In actual problem, I have only data can this be used to discover all the parameters?
I tried using k and mu as unknown parameters but solution dont converge.

Hello Ben,

how would you tackle the whole thing if you determine the next position and velocity with the Euler method? This approach is mainly used to simulate physics in video games and produces an approximate discrete solution by iterating position and velocity. Here, b is the damping, which is typically between 0 and 1, and d is the position in force equilibrium.

function step(x_0, v_0) {
  a_spring = k * (d - x_0)
  v_1 = b * v_0 + a_spring * delta_t
  x_1 = x_0 + v_1 * delta_t
  return [x_1, v_1]
}

What I would like to get in the end is a neural network that does the following:

x_n+1, v_n+1 = NN(x_n, v_n)

I think I would treat it essentially like a time series forecasting but how would I formulate the "physics loss"?

Hi, first of all congratulations for the very nice work, the blog-post and the code, I enjoyed them very much!
Not a real issue here, just wanted to share what I found playing around with the code and I think could be interesting.

So basically I restricted the range of x_physiscs , i.e. the range where the physics loss is evaluated, to a smaller interval (e.g. [0,0.6] to see whether the network was able to generalize beyond training data.
Here is what I get:

So in my understanding the network is not learning the solution of the differential equation, but only a polynomial approximation which fits the training data only in a specific range. Thus if you would like to use the network to make predictions, you have to make sure that the training data points for the physics loss do cover the range you would like to predict.

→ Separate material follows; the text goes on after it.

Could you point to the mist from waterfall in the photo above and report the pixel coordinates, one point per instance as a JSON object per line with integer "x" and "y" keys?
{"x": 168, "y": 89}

This raises another possible issue, i.e. describing many oscillations of the system may require very high order polynomials and this could go beyond the expressive power of the NN. In the spirit of "physics informed networks" maybe some priors on the solutions could be used to engineer a network which indeed has the capability of parameterize the exact solution, such as periodic activation functions, to mention one.

Best,

P.

Hello and great contribution!

I'm want to make sure of how to expand the current example to 2D instead of 1D (even further 2D + 1D for time). I assume that in the code, I need to change:

1. The network input
2. The xphysics structure
3. The gradients equations

It does seem to be straightforward as I have faced errors when doing this. A 2D example would be hugely helpful.

Thanks!

Hello, your work is very impressive and I learned a lot from it, thank you!
Here I have one question about loss2. I noticed that the loss2 is mutiply by 1e-4, I can understand you want to make the training faster, but may I ask why you choose this number and do you have any experience and this figure?
Another question is about the initial conditions, you didn't show them explicit in the code, does it means we do not need to think about these conditions when we use PINN for ODEs?

Hello Ben,

For the given differential equation, what if we do not have the analytical solution...
Then we do not have those data points (x_data, y_data) by which we have got loss_1, and if we train our model only by physics-based loss "loss_2", we won't get accurate results.
In Raissi et. al. paper on PINNs, they have taken the loss_1 term corresponding to the boundary and initial conditions.
So can we get an accurate result for the given differential equation(1 SDOF) if we incorporate the two initial conditions given in the question in the loss
and not the data points we have taken from the analytical solution of the differential equation?